You head to HR where you have to wait outside for 10 minutes. The waiting is the worse. The HR calls you into his office and says.
I have bad news.
The US Department of Education has ordered a wage garnishment of 15% of your pretax income because your student loans are in default.
Your worst nightmare becomes even worse. Getting fired is bad, but working for 15% less money is even worse. Not paying your student loans finally came back to haunt you. You knew it was bad but not this bad.
Not Paying Your Student Loans Will Cost You
If you think paying your student loans is costly, not paying your student loans is more costly. If you fail to pay your student loan, you probably won’t find a team of armed U.S. marshals at your front door, as one Texas man did recently. But it’s still a very bad idea to ignore that debt.
In most respects, defaulting on a student loan has exactly the same consequences as failing to pay off a credit card.
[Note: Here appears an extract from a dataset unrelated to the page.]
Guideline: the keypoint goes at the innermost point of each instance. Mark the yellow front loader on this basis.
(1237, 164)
But in one key respect it can be much worse. Most student loans are guaranteed by the federal government, and the feds have got powers that debt collectors can only dream about. It probably won’t be as bad as armed marshals at your door, but it could get very unpleasant.” via @Investopedia
it can destroy your credit for a lifetime and make other people not want to loan you money, give you a mortgage, or do business with you.
How to Avoid Wage Garnishment
1. Talk to your loan servicer about your options immediately.
2. Call the U.S. Department of Education’s Debt Collection Service Information Center. The number should be listed on your wage garnishment letter.
3. Come up with a plan and make on-time payments, each and every time.